This blog post is going to cover the place setting and it’s ingredients. The next layer in the tablescape is the placemat. I already laid the groundwork for something unique and sculptural that I didn’t want to completely cover up. The home had very transitional elements and I knew I needed something dark to show up against the gold sheer fabric.
So I found the perfect answer to all of that in this loosely translated sunflower metal wall art. Maybe if people were actually going to eat here, it’s not the most functional placemat as they weren’t perfectly flat, hung off the table a couple inches (oops) and we had to nestle the stemware in between the “petals” of the flower, but sometimes you have to go with fabulous, before functional… I’m sure you all have a pair of shoes that resembles that!

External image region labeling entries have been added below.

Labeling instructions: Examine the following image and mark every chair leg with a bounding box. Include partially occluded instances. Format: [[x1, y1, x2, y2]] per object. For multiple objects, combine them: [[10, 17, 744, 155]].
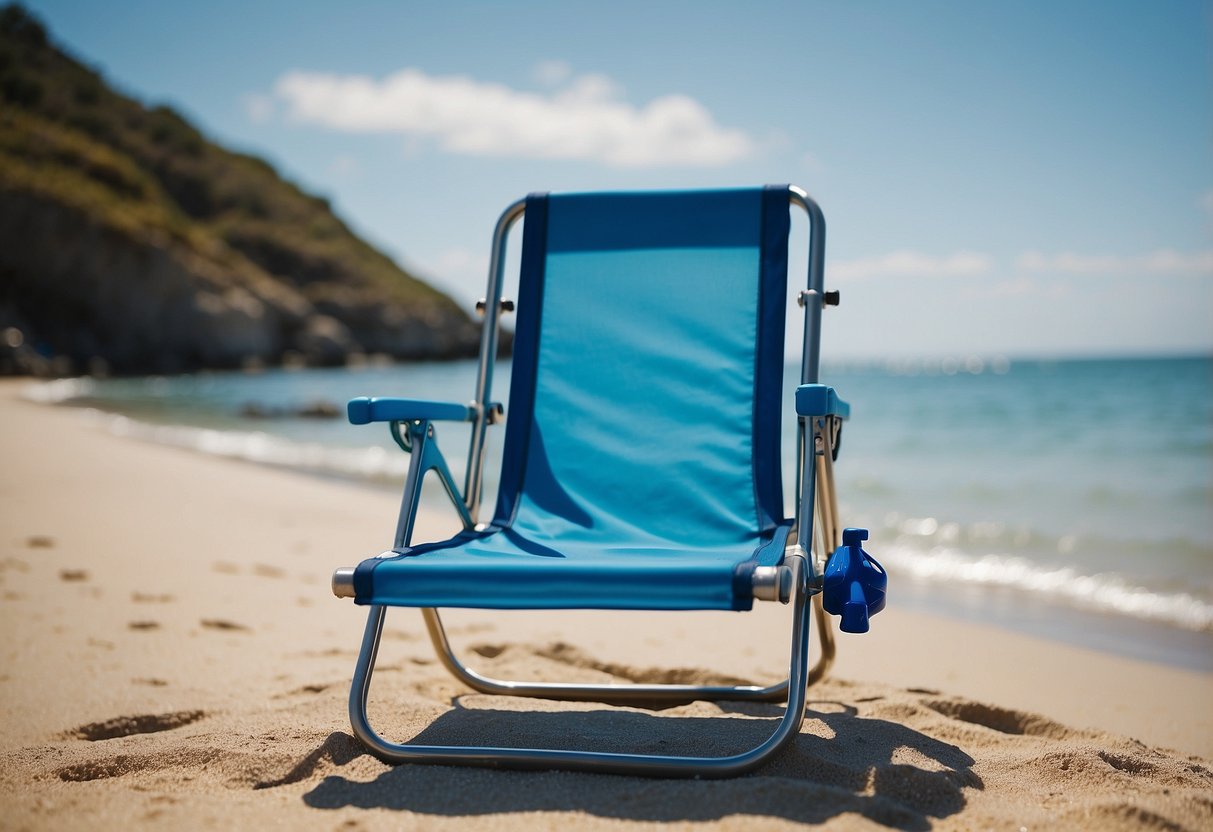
[[349, 580, 810, 777]]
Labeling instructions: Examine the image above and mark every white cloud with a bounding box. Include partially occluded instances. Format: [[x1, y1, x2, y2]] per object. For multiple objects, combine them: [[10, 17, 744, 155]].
[[1015, 249, 1213, 277], [274, 69, 754, 167], [826, 250, 993, 280]]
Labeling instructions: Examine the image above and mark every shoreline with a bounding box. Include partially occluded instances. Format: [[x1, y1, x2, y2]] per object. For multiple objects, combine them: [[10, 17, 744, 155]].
[[18, 380, 1213, 673], [0, 381, 1213, 832]]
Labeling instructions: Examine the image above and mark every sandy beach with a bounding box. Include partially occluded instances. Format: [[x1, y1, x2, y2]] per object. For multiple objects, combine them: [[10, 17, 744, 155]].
[[0, 381, 1213, 831]]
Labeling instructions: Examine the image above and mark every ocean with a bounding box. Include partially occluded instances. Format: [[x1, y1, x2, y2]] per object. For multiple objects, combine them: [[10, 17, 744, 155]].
[[29, 358, 1213, 671]]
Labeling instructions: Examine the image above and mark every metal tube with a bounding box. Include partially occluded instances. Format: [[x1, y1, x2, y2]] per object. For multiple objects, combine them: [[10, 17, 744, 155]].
[[788, 186, 826, 384], [463, 199, 526, 523], [421, 608, 787, 703], [349, 566, 810, 777]]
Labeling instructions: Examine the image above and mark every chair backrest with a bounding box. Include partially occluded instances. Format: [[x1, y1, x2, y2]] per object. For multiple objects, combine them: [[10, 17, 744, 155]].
[[494, 187, 790, 545]]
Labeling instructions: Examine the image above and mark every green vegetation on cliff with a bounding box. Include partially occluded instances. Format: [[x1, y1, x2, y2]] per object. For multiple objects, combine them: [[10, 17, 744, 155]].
[[0, 5, 478, 372]]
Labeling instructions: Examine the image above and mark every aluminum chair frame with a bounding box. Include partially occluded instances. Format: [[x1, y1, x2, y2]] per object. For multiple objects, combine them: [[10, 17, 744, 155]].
[[332, 186, 842, 777]]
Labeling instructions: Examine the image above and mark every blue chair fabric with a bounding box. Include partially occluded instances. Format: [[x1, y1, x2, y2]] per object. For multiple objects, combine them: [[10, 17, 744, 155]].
[[354, 187, 790, 618]]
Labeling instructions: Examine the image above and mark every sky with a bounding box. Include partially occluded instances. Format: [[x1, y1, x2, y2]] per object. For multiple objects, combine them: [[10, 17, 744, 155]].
[[18, 0, 1213, 359]]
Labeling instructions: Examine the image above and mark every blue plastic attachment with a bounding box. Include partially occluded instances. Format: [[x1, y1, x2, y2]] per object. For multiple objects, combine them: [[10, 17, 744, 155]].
[[347, 397, 475, 424], [821, 529, 888, 633], [796, 384, 850, 418]]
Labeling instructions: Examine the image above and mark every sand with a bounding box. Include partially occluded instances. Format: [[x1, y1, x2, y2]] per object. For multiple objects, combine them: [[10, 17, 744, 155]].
[[0, 381, 1213, 831]]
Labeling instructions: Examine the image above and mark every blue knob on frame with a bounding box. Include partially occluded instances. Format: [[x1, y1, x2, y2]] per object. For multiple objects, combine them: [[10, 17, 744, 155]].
[[821, 529, 888, 633]]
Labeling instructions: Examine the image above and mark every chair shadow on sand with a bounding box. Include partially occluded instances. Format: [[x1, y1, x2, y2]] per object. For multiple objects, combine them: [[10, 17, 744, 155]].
[[303, 699, 983, 830]]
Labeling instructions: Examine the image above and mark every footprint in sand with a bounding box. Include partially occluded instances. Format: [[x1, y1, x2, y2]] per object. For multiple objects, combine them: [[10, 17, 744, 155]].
[[131, 592, 176, 604], [201, 619, 252, 633], [63, 711, 206, 742]]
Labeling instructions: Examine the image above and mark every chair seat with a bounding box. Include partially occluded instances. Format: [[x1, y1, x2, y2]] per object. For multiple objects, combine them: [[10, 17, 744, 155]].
[[354, 524, 790, 610]]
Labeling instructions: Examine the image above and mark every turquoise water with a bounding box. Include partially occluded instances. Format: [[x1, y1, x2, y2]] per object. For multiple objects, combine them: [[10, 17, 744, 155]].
[[33, 358, 1213, 669]]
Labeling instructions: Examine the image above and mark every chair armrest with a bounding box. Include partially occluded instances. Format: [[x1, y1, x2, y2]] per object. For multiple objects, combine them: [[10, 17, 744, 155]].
[[347, 397, 475, 424], [796, 384, 850, 418]]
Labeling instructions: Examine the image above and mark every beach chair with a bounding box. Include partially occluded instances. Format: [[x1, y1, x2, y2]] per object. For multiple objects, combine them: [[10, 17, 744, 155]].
[[332, 186, 884, 776]]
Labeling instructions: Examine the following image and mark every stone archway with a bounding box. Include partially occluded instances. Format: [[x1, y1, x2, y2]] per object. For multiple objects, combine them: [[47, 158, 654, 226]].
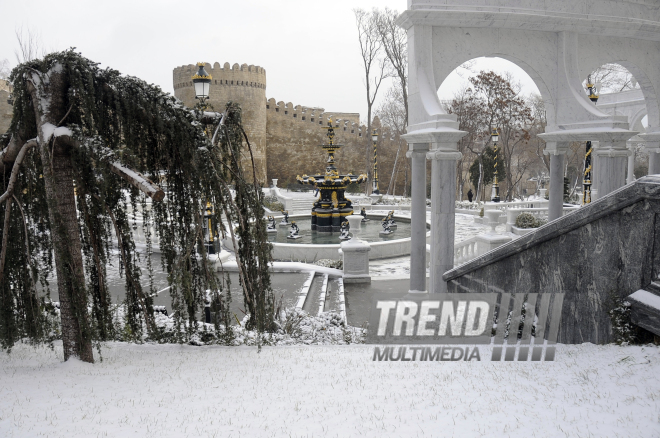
[[398, 0, 660, 292]]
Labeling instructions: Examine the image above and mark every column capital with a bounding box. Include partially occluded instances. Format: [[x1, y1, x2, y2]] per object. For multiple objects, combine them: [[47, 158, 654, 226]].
[[543, 141, 569, 155], [426, 149, 463, 161], [406, 143, 429, 158], [593, 148, 633, 158]]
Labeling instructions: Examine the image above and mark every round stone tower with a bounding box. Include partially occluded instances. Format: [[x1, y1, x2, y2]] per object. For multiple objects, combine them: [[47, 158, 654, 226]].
[[174, 62, 267, 184]]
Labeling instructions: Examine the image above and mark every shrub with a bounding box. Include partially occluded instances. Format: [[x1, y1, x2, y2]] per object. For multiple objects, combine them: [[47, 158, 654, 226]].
[[264, 196, 284, 211], [607, 292, 653, 345], [314, 259, 344, 269], [516, 213, 548, 228]]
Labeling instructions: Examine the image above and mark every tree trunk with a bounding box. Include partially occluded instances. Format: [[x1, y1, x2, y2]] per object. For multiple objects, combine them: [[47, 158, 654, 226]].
[[41, 146, 94, 363], [28, 65, 94, 363]]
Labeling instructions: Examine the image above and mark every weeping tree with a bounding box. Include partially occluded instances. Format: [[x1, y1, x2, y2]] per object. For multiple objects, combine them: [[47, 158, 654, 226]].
[[0, 50, 274, 362]]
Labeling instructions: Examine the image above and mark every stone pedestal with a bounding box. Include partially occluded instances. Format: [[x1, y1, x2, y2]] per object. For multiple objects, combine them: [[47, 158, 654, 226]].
[[369, 193, 383, 205], [593, 142, 630, 198], [548, 153, 564, 221], [426, 148, 462, 294], [475, 233, 512, 257], [626, 142, 635, 184], [408, 143, 429, 292], [638, 133, 660, 175], [340, 214, 371, 283]]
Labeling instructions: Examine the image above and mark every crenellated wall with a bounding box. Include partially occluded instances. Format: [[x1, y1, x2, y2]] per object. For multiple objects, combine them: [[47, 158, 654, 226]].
[[173, 62, 267, 183], [0, 90, 13, 134], [173, 62, 407, 194]]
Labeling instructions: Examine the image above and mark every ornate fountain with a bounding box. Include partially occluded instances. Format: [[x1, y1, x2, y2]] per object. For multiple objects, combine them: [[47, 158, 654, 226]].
[[296, 119, 367, 232]]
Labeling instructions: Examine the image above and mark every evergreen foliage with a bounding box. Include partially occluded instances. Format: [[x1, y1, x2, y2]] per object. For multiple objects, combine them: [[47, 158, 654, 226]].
[[0, 49, 273, 361], [470, 146, 506, 192]]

Often times, when doing a tablescape, I look to the dishes to inspire me. This time, I opted to go with high visual value and chose mostly clear, but textured items. Crate and Barrel’s Sava Platter was exactly what we needed. The texture reminds me of bark on a tree, further enhancing the garden theme and it does lovely things with the light reflection coming in from the huge picture window overlooking the backyard.
I love the juxtaposition of the delicate placemat under the heavy thick glass to give it just a touch of the unexpected.
Next came the plates. I used the Cotton Clear dinner plate also from Crate and Barrel and then I got crafty with the salad plate. We chose the Frodig salad plate from Ikea because it had a very charming embossed pattern on the rim of the plate… but when we layered them all together, the pattern was lost. So I gold leafed the back of them and what a statement they make now! No longer dishwasher safe, but stunning!
To round out the place setting, flatware in a matte gold from West Elm, a resin lotus flower votive holder on close out from Z Gallerie that only came in white (never a problem for me) and a handmade napkin made from embroidered silk fabric. The thread color of the embroidery is gold and blends perfectly the brassy gold of the table cloth and the warm gold of the salad plate. Last but not least is the center piece on top of the lotus flower.
It definitely needed the orange/red, but when we placed the flower inside, it didn’t get enough light and died a horrible death. It was truly sad, especially since we learned this on the install day. Luckily, we were able to resurrect it and add the visual value of glass by using an empty glass ornament that was left over from the centerpiece. It was much easier to get the flower in than out, but glass ornaments are a brilliant way to add color, texture and a touch of whimsy to any décor. Plus I just love using things in unexpected ways!